Last night Gess and I decided that I would sleep in the guest room if he made noise. Of course, within about a minute, he started making noise. I stayed in bed and read a book for awhile, since he likes me to be near him, but after he kicked me for the 10th time and then hit me in the head (thinking involuntary arm and leg movements), I finally just went upstairs. I turned on the fan near the bed and that blocked out all of the noise. So, imagine my surprise when I woke up at 9 am this morning! I have been getting a max of 2 hours of sleep at a time, so to sleep for 9 hours was nothing short of momentous! I feel a lot better, though am still not caught up on sleep.

Taking it easy today. Did a bit of cleaning this morning, and now am playing scrabble, blogging, and doing homework. We are going to venture out to a soccer match tonight--so hopefully that goes well.

Wednesday, June 10, 2009

I hate demerol

Today has been a rough day.  Gess is home, but on pretty high doses of Demerol.  If he would lay down and rest while on it I wouldn't have a problem.  But it makes him loopy and antsy...which is not a good combination.  He is continually up and doing something, but not really coherent enough...it is hard to explain, but it seems dangerous.  So much so, that I feel like I have to watch him all of the time.  He also doesn't sleep well, so he wakes me up several times.  So, the bottom line is that I am exhausted.

And with that exhaustion come much frustration.  Since March he has been hospitalized 6 times.  The pain is getting so severe that it requires narcotic medication at least once a week.  I am worried that there isn't an end in sight.  We know that they didn't get the source of bleeding this time, so it is only a matter of time before it comes back.   The pain specialist gave Gess some new medication to try to help with the pain, but the irony of it is that he hasn't been well enough to even try the medication.  Seriously.  

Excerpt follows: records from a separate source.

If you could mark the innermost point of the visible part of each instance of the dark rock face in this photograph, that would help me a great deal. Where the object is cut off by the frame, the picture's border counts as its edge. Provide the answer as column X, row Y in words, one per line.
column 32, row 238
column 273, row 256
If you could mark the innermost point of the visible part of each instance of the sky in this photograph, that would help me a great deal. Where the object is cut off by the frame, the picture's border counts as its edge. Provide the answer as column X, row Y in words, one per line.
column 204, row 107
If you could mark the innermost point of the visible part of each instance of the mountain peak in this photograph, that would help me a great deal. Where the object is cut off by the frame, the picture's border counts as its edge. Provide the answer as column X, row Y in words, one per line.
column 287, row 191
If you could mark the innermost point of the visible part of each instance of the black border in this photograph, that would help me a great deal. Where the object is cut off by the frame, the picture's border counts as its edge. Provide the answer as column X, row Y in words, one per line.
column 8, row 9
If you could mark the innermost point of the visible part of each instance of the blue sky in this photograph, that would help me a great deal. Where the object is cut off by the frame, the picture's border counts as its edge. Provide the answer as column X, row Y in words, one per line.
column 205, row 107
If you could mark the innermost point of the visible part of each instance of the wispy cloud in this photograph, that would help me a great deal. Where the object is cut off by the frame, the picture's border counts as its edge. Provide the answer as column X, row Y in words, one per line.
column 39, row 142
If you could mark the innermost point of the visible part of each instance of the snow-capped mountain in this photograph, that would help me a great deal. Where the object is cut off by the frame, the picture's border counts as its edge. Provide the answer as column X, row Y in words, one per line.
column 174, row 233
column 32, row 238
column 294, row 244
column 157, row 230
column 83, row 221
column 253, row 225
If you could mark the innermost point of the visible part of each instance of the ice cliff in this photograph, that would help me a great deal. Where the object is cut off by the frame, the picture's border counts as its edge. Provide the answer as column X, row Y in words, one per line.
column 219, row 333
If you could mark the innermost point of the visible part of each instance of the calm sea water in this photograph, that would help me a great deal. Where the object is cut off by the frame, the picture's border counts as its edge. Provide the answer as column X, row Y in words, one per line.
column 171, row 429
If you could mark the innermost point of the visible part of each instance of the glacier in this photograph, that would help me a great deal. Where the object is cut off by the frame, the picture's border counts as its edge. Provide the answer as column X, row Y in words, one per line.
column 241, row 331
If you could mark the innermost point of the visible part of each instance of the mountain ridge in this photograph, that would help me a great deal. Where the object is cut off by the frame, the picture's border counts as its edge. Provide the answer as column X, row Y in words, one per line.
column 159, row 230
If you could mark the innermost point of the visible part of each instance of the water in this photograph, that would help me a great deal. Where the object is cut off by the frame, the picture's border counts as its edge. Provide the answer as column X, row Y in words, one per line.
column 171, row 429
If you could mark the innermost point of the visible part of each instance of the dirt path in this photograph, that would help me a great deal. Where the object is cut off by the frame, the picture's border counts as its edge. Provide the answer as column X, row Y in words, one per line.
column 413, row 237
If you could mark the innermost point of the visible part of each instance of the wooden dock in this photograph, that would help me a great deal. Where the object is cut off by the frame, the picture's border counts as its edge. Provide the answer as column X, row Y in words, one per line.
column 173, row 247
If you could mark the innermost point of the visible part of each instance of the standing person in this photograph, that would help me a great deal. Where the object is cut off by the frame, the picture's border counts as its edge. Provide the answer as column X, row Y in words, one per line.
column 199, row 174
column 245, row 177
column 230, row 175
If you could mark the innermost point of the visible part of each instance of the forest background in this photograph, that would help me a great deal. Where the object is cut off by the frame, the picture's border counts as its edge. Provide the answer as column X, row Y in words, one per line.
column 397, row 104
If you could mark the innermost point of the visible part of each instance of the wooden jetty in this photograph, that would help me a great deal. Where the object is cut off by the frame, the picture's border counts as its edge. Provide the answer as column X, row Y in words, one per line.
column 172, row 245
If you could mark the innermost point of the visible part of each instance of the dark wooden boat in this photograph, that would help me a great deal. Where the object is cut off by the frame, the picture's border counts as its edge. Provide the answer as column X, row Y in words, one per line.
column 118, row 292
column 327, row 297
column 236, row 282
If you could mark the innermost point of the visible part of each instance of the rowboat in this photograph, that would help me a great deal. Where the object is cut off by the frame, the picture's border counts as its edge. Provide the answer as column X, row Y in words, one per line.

These days make we wonder how I am going to be able to deal with things when it gets worse. I don't want it to get worse.  I just want to have a little bit of "normal."  And then that makes me feel horrible.  I feel like a bad person.  I need to be the strong one, Gess is the one that is suffering through this and I feel like a complete failure.  **sigh**

Tuesday, June 9, 2009

Update

It looks like Gess will be discharged from the hospital today, which is great.  But, it is also frustrating.  They didn't find the source of the bleeding, which means that the bleeding will come back.  So, we will be back in this same boat.  The only question is when.  If the last few months have shown me anything, it is that the "when" will be sooner, rather than later.  And then what?  The doctors said that they couldn't find the source of the bleeding...but it has to be coming from somewhere...so will they try to look again?  Or will they say "we already looked."?  Then what?  I brought up the idea of going somewhere else to get a second opinion and Gess wasn't very receptive to that idea, so I don't know what we will do.  I guess right now all I can do is enjoy that fact that he will be home and try to not stress out too much that he is home (and in a lot of pain, on pain medication, etc.).  CF sucks!

Sunday, June 7, 2009

Out of surgery

They weren't able to find anything to embolize after 3.5 hours of
looking. He is still bleeding ( but thankfully small amounts), so it
has to be coming from somewhere. Now we are sitting in the ICU waiting
for the doctors to come and talk to us. I'm worried about what seems
to be a lack of options.

More bleeding

Gess woke up to more bleeding this morning...probably around a cup
now. Surprisely things have moved swiftly and they just took him into
IR for another embolization. Now I just wait.